Der private Schlüssel wird je nach Anbieter*in mit deinem Gerät, einer App oder dem Browser verknüpft und an einem verschlüsselten und sicheren Ort auf dem Gerät gespeichert. Dieser private Schlüssel kann je nach Gerät nur per Fingerabdruck, Passwort, Face ID, Muster oder Code entsperrt werden. Willst du dich irgendwo einloggen, musst du also nur noch deine Display-Sperre aufheben bzw. das Schlüsselpaar bestätigen und wirst ganz einfach und schnell eingeloggt. Auf Smartphones heißt dieses Entschlüsselungsverfahren oft vereinfacht auch „biometrisches Verfahren”.

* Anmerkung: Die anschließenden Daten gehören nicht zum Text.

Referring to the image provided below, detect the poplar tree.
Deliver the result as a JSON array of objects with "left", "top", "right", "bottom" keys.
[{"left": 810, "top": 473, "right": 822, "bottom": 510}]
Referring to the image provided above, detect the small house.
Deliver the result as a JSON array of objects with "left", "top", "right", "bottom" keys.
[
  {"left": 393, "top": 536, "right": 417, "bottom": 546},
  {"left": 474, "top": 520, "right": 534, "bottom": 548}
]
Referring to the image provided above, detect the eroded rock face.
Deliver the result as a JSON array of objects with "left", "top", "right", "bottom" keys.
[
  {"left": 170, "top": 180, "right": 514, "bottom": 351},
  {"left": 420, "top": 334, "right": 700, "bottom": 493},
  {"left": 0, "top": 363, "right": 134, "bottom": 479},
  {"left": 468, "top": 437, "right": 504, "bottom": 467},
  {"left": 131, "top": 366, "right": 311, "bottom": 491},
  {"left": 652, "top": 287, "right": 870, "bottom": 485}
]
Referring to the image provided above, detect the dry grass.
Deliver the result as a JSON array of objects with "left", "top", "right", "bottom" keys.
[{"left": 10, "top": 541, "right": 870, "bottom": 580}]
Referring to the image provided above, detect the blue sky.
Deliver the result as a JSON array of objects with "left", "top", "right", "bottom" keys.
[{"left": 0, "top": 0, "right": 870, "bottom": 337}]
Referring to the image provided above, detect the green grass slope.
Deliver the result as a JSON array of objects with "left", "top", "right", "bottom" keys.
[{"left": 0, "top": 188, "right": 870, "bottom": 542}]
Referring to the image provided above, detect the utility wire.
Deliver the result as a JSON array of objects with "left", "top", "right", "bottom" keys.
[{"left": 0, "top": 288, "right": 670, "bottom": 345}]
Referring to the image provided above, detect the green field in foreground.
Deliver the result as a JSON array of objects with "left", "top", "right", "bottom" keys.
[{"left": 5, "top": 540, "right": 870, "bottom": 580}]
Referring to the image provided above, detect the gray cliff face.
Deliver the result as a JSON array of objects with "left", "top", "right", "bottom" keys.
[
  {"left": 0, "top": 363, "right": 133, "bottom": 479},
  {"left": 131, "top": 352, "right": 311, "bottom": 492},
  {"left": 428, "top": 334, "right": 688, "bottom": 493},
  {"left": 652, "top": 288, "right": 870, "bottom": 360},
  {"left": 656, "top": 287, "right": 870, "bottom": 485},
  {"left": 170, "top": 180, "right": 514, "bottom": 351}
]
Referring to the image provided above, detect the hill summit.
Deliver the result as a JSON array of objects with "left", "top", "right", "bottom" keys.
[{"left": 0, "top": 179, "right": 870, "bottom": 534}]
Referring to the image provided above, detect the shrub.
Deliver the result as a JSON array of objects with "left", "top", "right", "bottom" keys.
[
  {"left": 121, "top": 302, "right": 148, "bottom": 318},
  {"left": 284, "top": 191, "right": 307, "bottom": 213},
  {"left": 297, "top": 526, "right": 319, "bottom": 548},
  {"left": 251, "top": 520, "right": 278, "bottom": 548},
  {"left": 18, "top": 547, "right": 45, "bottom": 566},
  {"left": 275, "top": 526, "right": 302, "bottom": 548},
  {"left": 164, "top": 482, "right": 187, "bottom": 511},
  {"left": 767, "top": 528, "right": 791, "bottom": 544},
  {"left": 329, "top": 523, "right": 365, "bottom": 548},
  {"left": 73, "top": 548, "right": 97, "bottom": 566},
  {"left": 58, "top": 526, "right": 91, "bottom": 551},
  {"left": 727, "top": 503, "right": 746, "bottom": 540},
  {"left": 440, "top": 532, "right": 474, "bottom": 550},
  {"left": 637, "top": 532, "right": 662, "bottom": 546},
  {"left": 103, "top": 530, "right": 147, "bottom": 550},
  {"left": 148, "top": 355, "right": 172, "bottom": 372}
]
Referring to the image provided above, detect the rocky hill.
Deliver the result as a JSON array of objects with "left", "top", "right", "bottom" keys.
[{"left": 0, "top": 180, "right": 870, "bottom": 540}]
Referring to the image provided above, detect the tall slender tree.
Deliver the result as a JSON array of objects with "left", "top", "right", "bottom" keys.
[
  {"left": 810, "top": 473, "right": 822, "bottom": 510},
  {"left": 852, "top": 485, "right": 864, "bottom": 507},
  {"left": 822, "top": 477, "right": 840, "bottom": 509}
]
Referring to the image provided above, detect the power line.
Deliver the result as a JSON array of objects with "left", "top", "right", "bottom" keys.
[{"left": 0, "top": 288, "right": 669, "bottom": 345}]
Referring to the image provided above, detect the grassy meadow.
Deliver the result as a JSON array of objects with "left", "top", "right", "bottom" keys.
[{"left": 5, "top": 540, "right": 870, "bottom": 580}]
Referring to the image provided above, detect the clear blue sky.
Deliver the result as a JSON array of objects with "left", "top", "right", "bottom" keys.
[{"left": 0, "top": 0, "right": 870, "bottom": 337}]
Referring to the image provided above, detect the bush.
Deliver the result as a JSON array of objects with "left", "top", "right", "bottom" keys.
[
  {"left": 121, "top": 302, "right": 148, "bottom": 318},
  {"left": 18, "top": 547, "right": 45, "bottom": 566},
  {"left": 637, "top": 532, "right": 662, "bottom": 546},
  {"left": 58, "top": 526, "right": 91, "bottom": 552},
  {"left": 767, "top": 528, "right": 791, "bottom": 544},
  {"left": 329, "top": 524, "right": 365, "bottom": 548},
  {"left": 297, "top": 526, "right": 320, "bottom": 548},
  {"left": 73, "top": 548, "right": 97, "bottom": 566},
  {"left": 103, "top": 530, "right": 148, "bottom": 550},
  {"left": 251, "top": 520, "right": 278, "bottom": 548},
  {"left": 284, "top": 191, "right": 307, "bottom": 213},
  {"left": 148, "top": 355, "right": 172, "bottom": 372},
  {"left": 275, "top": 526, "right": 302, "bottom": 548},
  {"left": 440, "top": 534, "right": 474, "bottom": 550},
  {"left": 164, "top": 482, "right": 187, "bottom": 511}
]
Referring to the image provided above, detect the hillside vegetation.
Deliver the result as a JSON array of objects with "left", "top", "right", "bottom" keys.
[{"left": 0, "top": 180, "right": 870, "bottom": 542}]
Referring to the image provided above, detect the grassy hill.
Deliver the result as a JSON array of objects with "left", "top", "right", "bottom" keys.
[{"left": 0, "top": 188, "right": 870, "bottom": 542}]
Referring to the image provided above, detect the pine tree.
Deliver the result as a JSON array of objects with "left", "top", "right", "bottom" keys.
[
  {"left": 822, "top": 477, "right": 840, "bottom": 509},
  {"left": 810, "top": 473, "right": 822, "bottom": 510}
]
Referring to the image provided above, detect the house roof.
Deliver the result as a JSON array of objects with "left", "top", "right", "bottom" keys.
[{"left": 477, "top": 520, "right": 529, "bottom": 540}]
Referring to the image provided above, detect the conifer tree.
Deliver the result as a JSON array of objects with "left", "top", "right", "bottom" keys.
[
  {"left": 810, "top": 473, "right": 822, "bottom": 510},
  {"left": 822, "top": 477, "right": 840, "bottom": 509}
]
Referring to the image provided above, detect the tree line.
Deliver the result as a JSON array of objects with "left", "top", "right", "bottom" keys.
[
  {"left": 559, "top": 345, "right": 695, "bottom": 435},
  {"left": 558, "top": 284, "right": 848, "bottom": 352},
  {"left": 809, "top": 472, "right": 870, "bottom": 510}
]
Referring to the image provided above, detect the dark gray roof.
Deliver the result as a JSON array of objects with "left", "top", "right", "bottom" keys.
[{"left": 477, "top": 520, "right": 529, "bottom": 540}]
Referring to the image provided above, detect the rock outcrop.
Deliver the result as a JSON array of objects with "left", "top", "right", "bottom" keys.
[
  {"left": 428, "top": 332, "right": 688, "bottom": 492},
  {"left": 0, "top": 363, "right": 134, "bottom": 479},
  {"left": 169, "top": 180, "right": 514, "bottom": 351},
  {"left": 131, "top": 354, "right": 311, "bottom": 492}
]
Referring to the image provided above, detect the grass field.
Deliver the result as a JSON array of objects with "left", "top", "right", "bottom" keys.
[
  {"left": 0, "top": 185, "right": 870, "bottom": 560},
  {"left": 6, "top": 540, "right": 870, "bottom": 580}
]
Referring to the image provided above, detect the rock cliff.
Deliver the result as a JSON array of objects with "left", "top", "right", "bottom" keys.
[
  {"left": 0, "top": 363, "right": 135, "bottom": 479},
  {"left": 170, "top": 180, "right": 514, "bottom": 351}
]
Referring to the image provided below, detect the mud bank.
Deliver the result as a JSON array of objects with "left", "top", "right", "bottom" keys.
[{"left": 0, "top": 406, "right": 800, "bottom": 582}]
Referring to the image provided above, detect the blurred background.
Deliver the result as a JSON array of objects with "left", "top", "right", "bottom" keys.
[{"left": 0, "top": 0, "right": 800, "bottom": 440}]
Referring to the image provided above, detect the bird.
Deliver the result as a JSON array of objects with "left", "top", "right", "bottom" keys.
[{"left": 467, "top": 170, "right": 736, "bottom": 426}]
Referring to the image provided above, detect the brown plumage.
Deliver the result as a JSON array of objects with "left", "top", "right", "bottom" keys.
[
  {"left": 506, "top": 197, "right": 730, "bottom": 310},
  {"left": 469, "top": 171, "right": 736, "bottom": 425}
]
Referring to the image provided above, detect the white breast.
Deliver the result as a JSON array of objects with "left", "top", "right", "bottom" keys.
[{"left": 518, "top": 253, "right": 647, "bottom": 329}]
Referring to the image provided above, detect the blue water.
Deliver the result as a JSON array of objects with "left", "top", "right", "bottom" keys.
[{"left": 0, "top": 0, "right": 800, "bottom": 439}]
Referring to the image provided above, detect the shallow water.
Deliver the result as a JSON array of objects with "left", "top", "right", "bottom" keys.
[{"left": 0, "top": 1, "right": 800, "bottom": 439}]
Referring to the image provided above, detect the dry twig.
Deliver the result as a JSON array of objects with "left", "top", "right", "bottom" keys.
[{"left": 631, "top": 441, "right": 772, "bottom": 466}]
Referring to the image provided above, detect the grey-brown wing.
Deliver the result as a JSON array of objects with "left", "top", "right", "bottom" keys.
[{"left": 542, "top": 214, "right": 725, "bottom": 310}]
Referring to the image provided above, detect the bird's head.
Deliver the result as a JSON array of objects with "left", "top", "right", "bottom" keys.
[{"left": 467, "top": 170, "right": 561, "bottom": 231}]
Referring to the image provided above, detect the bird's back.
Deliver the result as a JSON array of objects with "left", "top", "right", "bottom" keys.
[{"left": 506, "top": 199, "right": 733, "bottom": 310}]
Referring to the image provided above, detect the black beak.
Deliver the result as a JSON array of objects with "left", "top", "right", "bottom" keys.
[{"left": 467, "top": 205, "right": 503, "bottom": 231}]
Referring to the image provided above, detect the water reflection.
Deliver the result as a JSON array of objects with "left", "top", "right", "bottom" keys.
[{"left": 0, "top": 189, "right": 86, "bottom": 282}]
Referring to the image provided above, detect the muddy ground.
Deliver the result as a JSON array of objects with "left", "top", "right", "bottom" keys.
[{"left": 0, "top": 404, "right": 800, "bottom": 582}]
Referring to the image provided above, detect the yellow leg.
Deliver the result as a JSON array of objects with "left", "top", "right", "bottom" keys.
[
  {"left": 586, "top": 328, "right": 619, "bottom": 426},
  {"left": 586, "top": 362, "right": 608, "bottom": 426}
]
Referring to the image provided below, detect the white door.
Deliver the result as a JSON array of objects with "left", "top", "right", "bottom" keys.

Was macht Passkeys so sicher?
Während Passwörter prinzipiell geknackt werden können, können Hacker*innen mit Passkeys nichts anfangen. Jedes Schlüsselpaar existiert nur einmal. Logins auf einer modifizierten Phishing-Website sind damit ausgeschlossen. Zudem speichern die Dienstanbieter*innen in ihren öffentlichen Schlüsseln keinerlei Informationen, die zu dir oder deinem Gerät rückverfolgbar sind.
Hacker*innen müssten also physischen Zugriff auf dein entsperrtes Gerät mit dem passenden Schlüssel haben, um online Schaden anzurichten. Deshalb ist es wichtig, dass du den Zugriff auf dein Gerät per biometrischem Verfahren schützt.
Wer bietet Passkeys als Login-Service an und wo stelle ich dieses Verfahren im Account ein?
Große Anbieter*innen und Dienste wie Google, Apple, Microsoft, Amazon, PayPal, eBay und viele mehr bieten den Service bereits an. Eine grobe Übersichtsliste findest du z. B. hier oder hier. In den meisten Fällen kannst du innerhalb deiner Account-Einstellungen zum Passkey-Login-Verfahren wechseln. Bei vielen Anbieter*innen findest du das im Einstellungsbereich, wo du z. B. dein Passwort ändern kannst.
So bist du vor möglichen Angriffen gewappnet und sowohl sensible Daten als auch deine digitale Identität bleiben geschützt. Falls sich jemand bereits unbefugt Zugang zu einem deiner Konten verschafft hat und dich bedroht, erpresst oder vertrauliche Daten veröffentlicht, dann stehen wir dir bei HateAid natürlich jederzeit zur Seite.